The Strip-Mall Restaurant Serving Some of the Best Nepali Food in the Region
Mount Masala’s sizzling momo, beef masala and creamy korma will drive anyone to Voorhees.
I love a place that’s unassuming. One you never see coming. There’s something to be said for anticipation, sure — for making plans and seeing them through. But the restaurants that just creep up and surprise you? That’s like finding gold on the street.
I didn’t plan on going to Voorhees. It was just one of those things that happened, but I’m happy my other plans fell through. Because if they hadn’t, I wouldn’t have found myself in the dining room at Mount Masala, sipping mango lassi and asking my server where this place has been all my life.
Voorhees, New Jersey. That’s where it’s been. On White Horse Pike, just down the street from the marijuana dispensary, around the corner from Boscov’s and the dying mall. Since 2017, it’s been right here, just across the bridge — a family-run Himalayan restaurant serving a huge menu of Chinese-influenced Indian, Tibetan and Nepali food to neighbors, regulars, and the occasional accidental wanderer like me.
Years ago, I worked in a hotel restaurant where the chef was obsessed with sizzle platters — those metal serving trays that schlocky Tex-Mex restaurants used for fajitas. He served everything on sizzle platters — steaks, salmon, this weird caramel apple dessert he invented just so he could have a dessert served sizzling. Dude would have served soup on a sizzle platter if he could have figured out how, but I haven’t seen one in the wild for years. Today’s version would be the tiny cast iron pan where the server warns you, “Hey, this is hot,” but then you touch it anyway, because you’re dumb.

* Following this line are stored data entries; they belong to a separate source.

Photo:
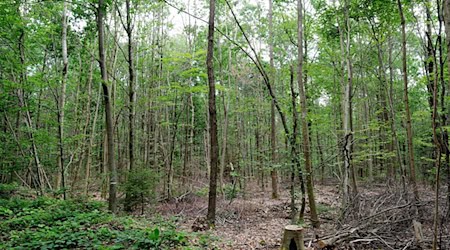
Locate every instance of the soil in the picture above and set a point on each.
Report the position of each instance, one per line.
(255, 221)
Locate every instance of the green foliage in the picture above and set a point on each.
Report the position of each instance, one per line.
(6, 190)
(230, 191)
(47, 223)
(140, 185)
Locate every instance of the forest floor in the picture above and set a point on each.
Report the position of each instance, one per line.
(381, 220)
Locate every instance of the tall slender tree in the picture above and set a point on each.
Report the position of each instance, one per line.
(62, 98)
(214, 148)
(273, 145)
(101, 9)
(304, 118)
(409, 134)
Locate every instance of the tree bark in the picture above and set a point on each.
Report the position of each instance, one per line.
(214, 150)
(273, 145)
(62, 99)
(409, 135)
(108, 109)
(304, 119)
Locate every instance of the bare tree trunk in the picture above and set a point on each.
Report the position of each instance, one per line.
(446, 8)
(91, 143)
(295, 161)
(211, 217)
(273, 145)
(304, 119)
(412, 177)
(62, 99)
(131, 93)
(108, 109)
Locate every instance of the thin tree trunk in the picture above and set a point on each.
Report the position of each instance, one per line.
(211, 217)
(304, 119)
(446, 8)
(273, 145)
(108, 109)
(62, 100)
(409, 136)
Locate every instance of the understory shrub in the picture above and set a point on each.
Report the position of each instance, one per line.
(46, 223)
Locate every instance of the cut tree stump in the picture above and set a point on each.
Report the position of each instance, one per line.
(293, 238)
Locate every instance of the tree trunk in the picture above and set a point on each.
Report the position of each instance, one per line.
(447, 34)
(304, 119)
(409, 136)
(214, 153)
(62, 100)
(273, 145)
(108, 109)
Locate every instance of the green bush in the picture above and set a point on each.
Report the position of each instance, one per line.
(6, 190)
(47, 223)
(140, 186)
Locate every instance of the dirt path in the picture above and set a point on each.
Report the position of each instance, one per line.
(253, 222)
(257, 221)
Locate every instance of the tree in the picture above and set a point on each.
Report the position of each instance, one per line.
(304, 118)
(214, 148)
(273, 146)
(108, 108)
(62, 99)
(412, 172)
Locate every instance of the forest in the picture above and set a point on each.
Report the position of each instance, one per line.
(224, 124)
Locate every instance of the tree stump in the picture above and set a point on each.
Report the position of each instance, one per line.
(293, 238)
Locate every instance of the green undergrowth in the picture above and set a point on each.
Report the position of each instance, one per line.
(48, 223)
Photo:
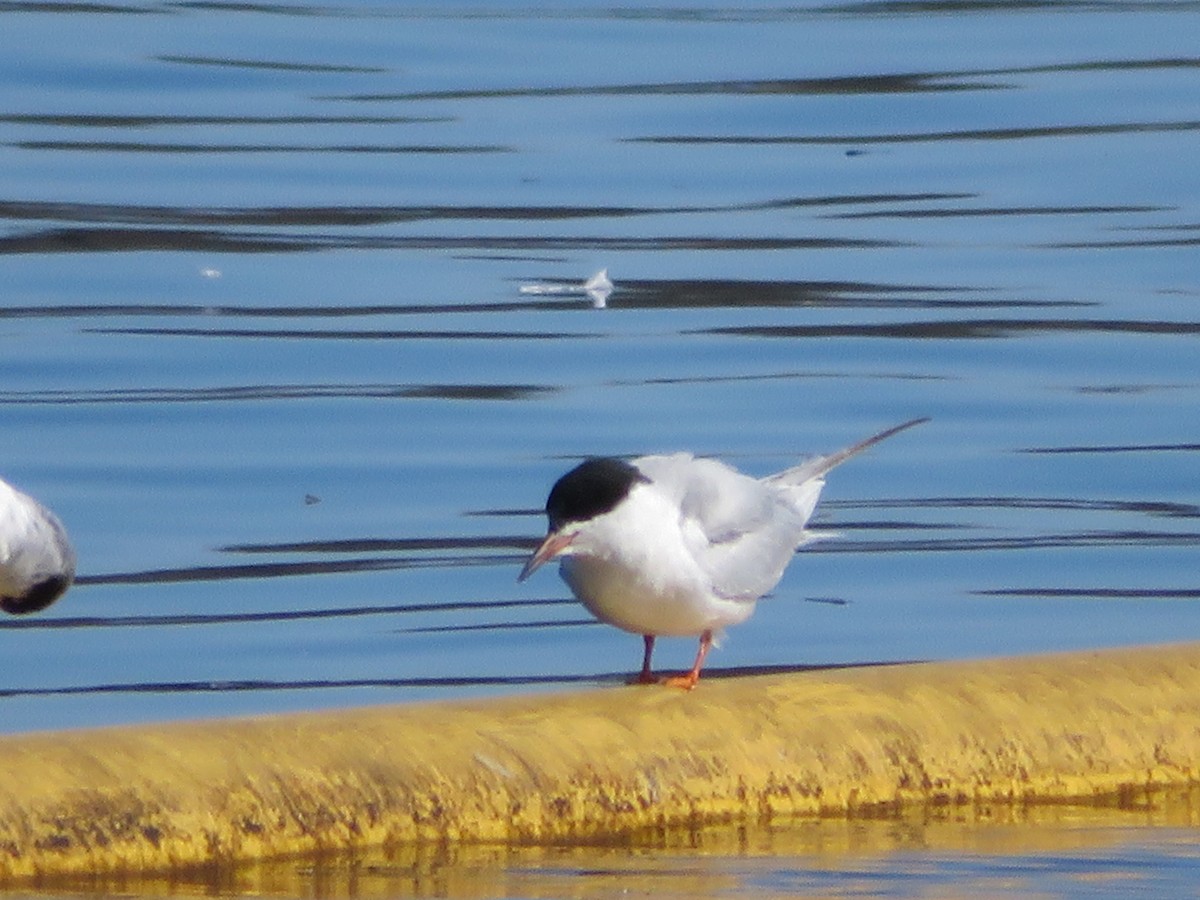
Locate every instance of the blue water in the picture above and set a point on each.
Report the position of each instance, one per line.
(264, 348)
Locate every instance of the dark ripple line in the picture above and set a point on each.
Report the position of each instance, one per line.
(111, 120)
(1152, 508)
(1023, 133)
(276, 391)
(276, 570)
(408, 545)
(241, 685)
(279, 570)
(273, 65)
(238, 618)
(899, 83)
(1114, 449)
(958, 329)
(1069, 540)
(108, 240)
(347, 335)
(243, 216)
(1098, 593)
(129, 147)
(498, 627)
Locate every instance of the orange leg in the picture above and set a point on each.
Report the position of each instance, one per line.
(689, 681)
(646, 677)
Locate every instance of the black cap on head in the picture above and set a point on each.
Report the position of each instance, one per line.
(37, 598)
(593, 487)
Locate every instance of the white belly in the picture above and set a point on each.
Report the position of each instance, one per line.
(618, 597)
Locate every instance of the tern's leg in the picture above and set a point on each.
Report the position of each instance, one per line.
(646, 677)
(689, 681)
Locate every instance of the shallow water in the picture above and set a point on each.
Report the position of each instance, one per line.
(264, 347)
(1145, 849)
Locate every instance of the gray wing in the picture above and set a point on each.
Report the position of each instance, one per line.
(743, 532)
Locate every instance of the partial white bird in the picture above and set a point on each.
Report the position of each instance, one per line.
(36, 559)
(678, 545)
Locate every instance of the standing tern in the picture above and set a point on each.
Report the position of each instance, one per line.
(36, 559)
(678, 545)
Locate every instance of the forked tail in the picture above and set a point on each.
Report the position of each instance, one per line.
(819, 466)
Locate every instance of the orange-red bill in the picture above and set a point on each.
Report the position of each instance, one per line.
(555, 544)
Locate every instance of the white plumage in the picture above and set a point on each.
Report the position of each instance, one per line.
(36, 559)
(678, 545)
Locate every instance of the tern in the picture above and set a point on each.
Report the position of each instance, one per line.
(679, 545)
(36, 559)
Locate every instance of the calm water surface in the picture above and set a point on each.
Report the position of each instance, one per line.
(264, 347)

But at Mount Masala, the kitchen has brought back the old-fashioned sizzle platter for serving its sizzling momo — a house specialty and a big draw. Served six to an order, bathed in a brick-red chili sauce of varying intensity, they look like Chinese takeout dumplings: lovely crescent moons, hand-crimped along their top edges. But that sizzle platter — hot from the salamander, still smoking when it hits the table — caramelizes the bottoms of the momo and reduces the sauce so fast, it thickens almost to a gel that clings to the dumpling skins when you lift them out of the pan.
“Careful,” my server said. “Very hot.”
And then, as soon as he walked away, I touched it anyway. Because I’m dumb.
The shrimp snow balls were forgettable — heavy on the breading, fried too dark — but they came with a sharp vinegar dipping sauce that would have made old Reeboks taste good. A house-style beef masala comes dressed in a thick paste of cardamom and coriander, clove and cumin, red chili powder and chopped parsley and onion. There’s a cup of red gravy on the side, but it’s better dry. Good enough to eat with your fingers, like jerky (which I did). The chicken curry is not creamy, not thick, but sweet-hot and nearly the color and texture of a cornstarch-thickened New Mexican green chili sauce. You pour it over the basmati rice thinking there’s nothing to it, add the fat chunks of spice-rubbed chicken, and then it hits you like a sucker punch. There’s heat in it that builds over time. You have to watch yourself, or you can put away half a plate before you realize what you’ve done.
There are 21 kinds of fried rice (with chicken, beef, shrimp, goat, different architectures of spice, different levels of heat) and 30 different noodle dishes that lean heavy on the Chinese influence, so there are crunchy noodles, skinny noodles, and more than a dozen different varieties of chow mein. The vegetarian options are vast. The laminated menu is the size of a placemat, double-sided. It goes on and on, but near the bottom, on the flip side, there’s a korma that’s one of the best I’ve had since coming East. Sweet and creamy and smooth, it doesn’t need to lean on nuts or raisins — just braised meat, yogurt, a hundred spices, thick slabs of onion and green pepper. The menu calls it “fusion,” but it’s nothing as clunky as that. Between the smoothness and the softness, the sweetness of it, it’s like a korma that took a different path in life and somehow became the nicest kid on the block.
Mount Masala is the place you don’t see coming. You go once, sit in the spare, wide dining room, and it feels like you’ve discovered a secret. Go back, and it’ll begin to haunt you. You’ll smell green curry everywhere and hear momo sizzling in your dreams.
So in a town full of Indian restaurants and Chinese restaurants, am I telling you it’s worth a trip to Voorhees just to eat Nepali chow mein and fusion korma at a six-year-old Himalayan restaurant where the entrées top out at 18 bucks?
Yes. That’s exactly what I’m telling you.
And if you leave now, you might even beat the traffic.
3 Stars — Come from anywhere in Philly
Rating Key
0 stars: stay away
★: come if you have no other options
★★: come if you’re in the neighborhood
★★★: come from anywhere in Philly
★★★★: come from anywhere in America
Published as “A Suburban Secret” in the October 2023 issue of Philadelphia magazine.